Each person in the book ends up doing things that in the beginning they abhorred of other addicts. Each of them has a dream, which they hope to obtain through their drug use, yet each falters differently.
I can especially associate with Marion. She is a girl who is better off and dreams of running a coffee house and doing something creative with her sketching/photography talent. However, she sits around dreaming of her ideas, yet never goes out an accomplishes anything. Everytime she picks up her paintbrush, her inspiration seems to falter and she resorts to dreaming.
Her fate, in my opinion, (along with Tyrones) is the least brutal than that of the Goldfarbs.
READ THIS BOOK, SEE THE MOVIE, you wont regret it.
I have also reviewed the movie if you are interested in reading that. i can be found at efalwell@vt.edu.

Rating: 5 stars
Summary: when dreams fall flat on their face
Review: Hubert Selby Jr. weaves a masterful tale about the lives of four individuals who have lofty dreams, and how these are shattered by the use of drugs. The book is not only a commentary about the devestating affects of drugs, but also demonstrates how the pursuit of wealth and fame can destroy your soul.

One of the main characters in the novel is Sara Goldfarb, a lonely widow who loses her grip with reality when she is called to be on a television show. To make a good impression on television she vows to lose weight. When a boiled egg and lettuce diet fails she consults a quack doctor who prescribes uppers to decrease her appetite. She soon sheds the pounds, along with her sanity. The story intertwines her dizzying descent into addiction with her son's herion addiction.

The dialogue between characters is terse and explosive. Selby masterfully depicts how each character builds walls to blind them from the truth of each of their respective addictions. Selby holds nothing back and is not afraid to show it how it is.

I highly recommend this book to anyone.

Rating: 5 stars
Summary: Aronofsky's Audacious Adaptation
Review: Brilliant screenplay adaptation of Hubert Selby's gutwrenchingly beautiful novel "Requiem for a Dream" by writer/director Darren Aronofsky (Pi). Requeim is a story of four lost souls, all addicted to their own twisted version of the American Dream, whether in the form of heroin, television, or wealth and of their inevitable downfalls. Despite infuriating misconception, Requiem is not a "drug" film (or novel). The drug addiction, while portrayed starkly and powerfully, is not the point of the story. It is, instead, the obsession with material goods and the persual of false happiness that novelist Selby and screenwriter Aronofsky are concerned with. Aronofsky takes a seemingly unfilmable novel, full of long, disconnected interior monologues and turns it into a ferociously visceral descent into hell, all the while remaining faithful to the source material, as well as retaining it's haunted, subtle soul.
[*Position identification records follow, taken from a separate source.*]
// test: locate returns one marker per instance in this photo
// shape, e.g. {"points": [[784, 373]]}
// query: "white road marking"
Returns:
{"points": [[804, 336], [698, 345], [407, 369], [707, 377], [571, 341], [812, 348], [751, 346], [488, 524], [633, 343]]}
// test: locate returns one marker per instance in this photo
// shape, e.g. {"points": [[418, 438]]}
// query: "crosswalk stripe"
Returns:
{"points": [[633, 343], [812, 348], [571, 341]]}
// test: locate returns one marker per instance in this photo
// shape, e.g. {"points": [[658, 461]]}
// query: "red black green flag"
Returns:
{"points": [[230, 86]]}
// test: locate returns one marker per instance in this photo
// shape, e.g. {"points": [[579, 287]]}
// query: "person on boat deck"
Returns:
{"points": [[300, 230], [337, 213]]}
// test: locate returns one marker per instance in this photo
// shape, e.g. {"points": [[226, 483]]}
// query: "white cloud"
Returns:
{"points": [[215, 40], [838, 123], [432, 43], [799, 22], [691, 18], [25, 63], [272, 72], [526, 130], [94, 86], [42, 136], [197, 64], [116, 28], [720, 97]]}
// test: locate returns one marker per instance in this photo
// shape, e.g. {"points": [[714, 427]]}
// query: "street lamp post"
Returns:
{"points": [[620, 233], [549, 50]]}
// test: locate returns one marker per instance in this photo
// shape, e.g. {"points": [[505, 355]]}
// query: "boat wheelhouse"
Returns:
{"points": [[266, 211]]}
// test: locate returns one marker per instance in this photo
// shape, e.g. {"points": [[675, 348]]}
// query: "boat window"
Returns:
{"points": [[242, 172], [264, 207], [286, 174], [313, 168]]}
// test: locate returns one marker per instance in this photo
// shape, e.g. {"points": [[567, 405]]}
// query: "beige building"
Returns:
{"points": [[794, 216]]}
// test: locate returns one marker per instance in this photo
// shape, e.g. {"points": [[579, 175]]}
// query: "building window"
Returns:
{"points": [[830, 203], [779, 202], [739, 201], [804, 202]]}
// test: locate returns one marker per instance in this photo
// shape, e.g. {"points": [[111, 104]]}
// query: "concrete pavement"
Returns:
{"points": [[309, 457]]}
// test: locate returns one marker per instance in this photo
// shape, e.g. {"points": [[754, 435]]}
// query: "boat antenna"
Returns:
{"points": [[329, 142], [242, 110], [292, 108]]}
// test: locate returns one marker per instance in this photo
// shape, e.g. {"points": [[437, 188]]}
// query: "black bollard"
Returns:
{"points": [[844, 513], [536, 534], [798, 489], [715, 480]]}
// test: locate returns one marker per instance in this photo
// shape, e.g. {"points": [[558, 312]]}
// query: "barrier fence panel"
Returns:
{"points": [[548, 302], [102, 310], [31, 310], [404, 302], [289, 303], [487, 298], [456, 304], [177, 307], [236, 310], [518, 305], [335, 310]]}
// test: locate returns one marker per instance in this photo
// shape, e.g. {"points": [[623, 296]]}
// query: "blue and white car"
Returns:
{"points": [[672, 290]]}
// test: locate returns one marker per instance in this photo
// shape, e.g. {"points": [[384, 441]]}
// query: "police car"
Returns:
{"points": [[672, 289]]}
Indeed, the most powerful scene in the frantic, intense screenplay is the quietest, when junkie Harry Goldfarb (stunningly realized in the film by erstwhile no talent Jared Leto) pays a visit to his television obsessed mother, Sara, (Ellen Burstyn in the performance of the year) and discovers, in a brilliantly written monologue, the true depths of her lonliness. It's the sole moment of connection in a work filled with isolation and despair. For all its darkness, however, it's a testament to Aronofsky that the screenplay (and the film) are never intolerable, at least not unintentionally so, and are even filled with an adrenaline rush of sorts, albeit a dark one. An amazing and accomplished work (from a classic novel), by a filmmaker destined to become one of the greats. Recommended for fans of the novel as well as the film, or just anyone interested in great screenwriting. (If you haven't yet read the novel, however, I suggest you start with that first).